Whoever contemplates the buildings of Gehry or Rem Koolhaas will notice the truth of this. Or its inverse. Many architects in these years of spectacle have felt an irresistible hankering to create "fun" buildings. Play, like Promethean fire, seemed the primordial force of inspiration.
There is no painting, novel or edifice that neglects the dialectic between repetition and difference
To be fun in publicity, in costume, in music or in papal visits has been the common rule, until the hecatomb of crisis. Amusing Ourselves to Death was the title of Neil Postman's bestseller that in the mid-1980s set a trend in marketing jargon. The vogue for putting up fun buildings did not peter out for some time.
And now? Now it is worth looking at Paul Goldberger's considerations on difference and repetition. Not exactly as Deleuze (Différence et Répétition) treats the matter; but he does evoke common motifs in works of art and even in personal life.
There is no painting, novel or edifice that neglects the dialectic between repetition and difference. The powerful painting looks just as variegated and motley as it is coherent; the novel as boring as it is entertaining. The powerful building is lovable, and we don't know why. And the cause, as in classical symphonies, has much to do with the sequence of litany and its interruption.
The seductive effect of the BBVA tower by Sáenz de Oiza on the upper Castellana in Madrid rests on the protagonism of the projecting horizontal steel sunshades, and on judicious variation, or interruption of the vertical sequence of windows just at the point when their repetition grows monotonous.

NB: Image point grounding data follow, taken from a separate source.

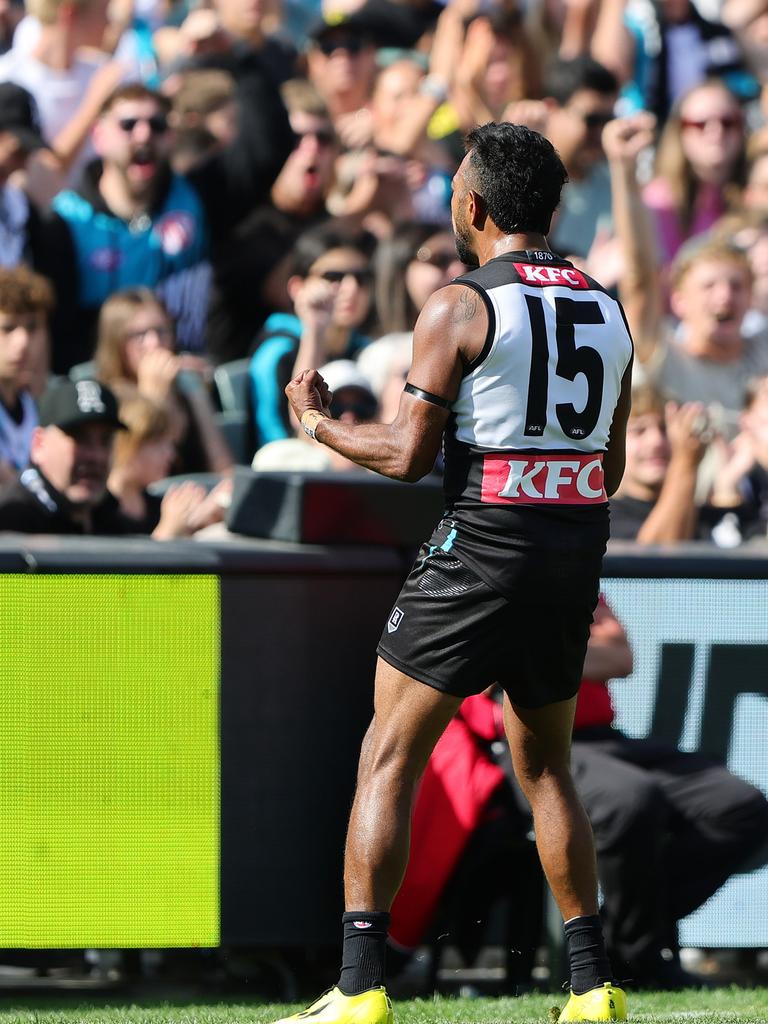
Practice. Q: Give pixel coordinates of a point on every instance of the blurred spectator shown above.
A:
(204, 117)
(658, 51)
(134, 222)
(342, 67)
(654, 811)
(236, 36)
(655, 503)
(65, 491)
(331, 289)
(352, 400)
(386, 364)
(498, 66)
(251, 266)
(742, 482)
(26, 301)
(755, 194)
(412, 264)
(136, 352)
(700, 165)
(144, 453)
(64, 58)
(29, 235)
(581, 96)
(11, 12)
(709, 358)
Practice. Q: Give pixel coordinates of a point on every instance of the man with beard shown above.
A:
(524, 365)
(707, 356)
(134, 222)
(65, 488)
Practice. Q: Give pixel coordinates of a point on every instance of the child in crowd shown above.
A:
(26, 301)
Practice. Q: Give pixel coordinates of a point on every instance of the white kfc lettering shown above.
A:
(556, 476)
(583, 480)
(519, 478)
(567, 275)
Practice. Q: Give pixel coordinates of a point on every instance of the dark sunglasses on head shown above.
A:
(158, 125)
(364, 408)
(363, 276)
(441, 260)
(352, 44)
(596, 120)
(728, 122)
(324, 135)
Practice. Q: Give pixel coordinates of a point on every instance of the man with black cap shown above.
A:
(28, 235)
(65, 489)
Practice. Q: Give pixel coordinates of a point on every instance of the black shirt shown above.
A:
(629, 514)
(32, 505)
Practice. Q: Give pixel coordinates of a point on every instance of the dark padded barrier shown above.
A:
(334, 508)
(299, 626)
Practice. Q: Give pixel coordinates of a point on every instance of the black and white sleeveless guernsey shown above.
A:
(524, 442)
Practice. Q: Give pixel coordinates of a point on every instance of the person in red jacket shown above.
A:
(653, 809)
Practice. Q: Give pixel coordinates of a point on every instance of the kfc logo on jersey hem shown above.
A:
(543, 479)
(543, 276)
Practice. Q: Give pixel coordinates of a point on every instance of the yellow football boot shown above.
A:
(373, 1007)
(604, 1004)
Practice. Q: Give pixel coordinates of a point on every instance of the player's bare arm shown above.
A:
(449, 335)
(615, 451)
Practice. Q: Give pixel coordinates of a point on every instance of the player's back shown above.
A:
(529, 426)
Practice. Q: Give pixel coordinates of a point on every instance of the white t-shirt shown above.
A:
(57, 93)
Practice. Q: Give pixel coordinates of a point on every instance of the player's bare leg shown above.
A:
(540, 742)
(409, 719)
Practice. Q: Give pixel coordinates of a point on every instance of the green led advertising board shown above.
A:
(110, 761)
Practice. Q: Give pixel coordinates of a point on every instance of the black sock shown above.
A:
(587, 956)
(364, 951)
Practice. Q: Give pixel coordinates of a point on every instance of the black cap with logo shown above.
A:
(18, 115)
(68, 403)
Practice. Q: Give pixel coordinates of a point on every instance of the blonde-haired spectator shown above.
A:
(135, 351)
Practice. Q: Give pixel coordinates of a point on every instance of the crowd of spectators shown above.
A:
(188, 186)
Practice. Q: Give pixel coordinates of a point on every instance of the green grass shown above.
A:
(725, 1006)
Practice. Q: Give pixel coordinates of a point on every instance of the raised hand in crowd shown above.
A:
(531, 113)
(157, 373)
(178, 510)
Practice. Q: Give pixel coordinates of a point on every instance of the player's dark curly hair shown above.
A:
(518, 174)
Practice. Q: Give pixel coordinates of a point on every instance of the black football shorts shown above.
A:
(451, 630)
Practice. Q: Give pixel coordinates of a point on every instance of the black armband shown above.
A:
(433, 399)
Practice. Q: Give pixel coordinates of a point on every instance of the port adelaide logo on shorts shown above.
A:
(394, 620)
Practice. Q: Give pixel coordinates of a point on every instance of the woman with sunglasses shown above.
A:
(412, 264)
(331, 290)
(135, 354)
(700, 165)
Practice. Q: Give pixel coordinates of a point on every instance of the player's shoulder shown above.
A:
(537, 268)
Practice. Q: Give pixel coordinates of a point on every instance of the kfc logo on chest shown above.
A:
(543, 275)
(543, 479)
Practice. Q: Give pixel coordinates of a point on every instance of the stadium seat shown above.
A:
(83, 371)
(235, 425)
(231, 384)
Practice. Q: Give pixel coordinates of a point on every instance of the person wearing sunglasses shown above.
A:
(341, 61)
(331, 289)
(700, 165)
(134, 222)
(251, 270)
(580, 95)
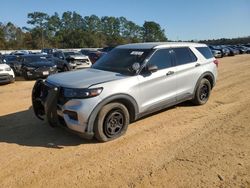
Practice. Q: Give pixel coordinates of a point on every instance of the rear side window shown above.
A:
(206, 52)
(184, 55)
(161, 58)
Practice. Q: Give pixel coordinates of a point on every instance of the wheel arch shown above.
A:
(128, 101)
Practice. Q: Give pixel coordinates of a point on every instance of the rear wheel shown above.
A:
(112, 122)
(202, 92)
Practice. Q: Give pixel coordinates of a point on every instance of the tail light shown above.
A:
(216, 62)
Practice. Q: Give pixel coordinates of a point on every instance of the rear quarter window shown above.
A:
(206, 52)
(184, 55)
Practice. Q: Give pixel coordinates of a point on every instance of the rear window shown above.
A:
(184, 55)
(206, 52)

The 28 floors of this famous tower are divided into three major eight-floor sequences by two service floors, walled outside not with glass as the rest, but with oxidizing Corten steel, the same material as the sunshades. These service floors are load-bearing, of pre- stressed concrete. Within each eight-floor sequence, the weight is passed down through minor columns; then the strong service floor transfers it to the tower's central load-bearing core. Moreover each eight-floor sequence is subdivided into two minor sequences of three and four, by the interruption of a floor with notably higher ceiling. The result is a sequence of "litany and its interruption" which reminds us of certain works of music.
Writers, and plastic artists too, perhaps possess a personal style, but the worst thing you can do is copy yourself. Every work that does not create a hiatus is dead; as dead as the works that Goldberger repudiates. Not like the Goldberg Variations, where what might be monotony is given life by Johann Sebastian Bach, who captivates the ear with sage esthetic proportion between yea and nay.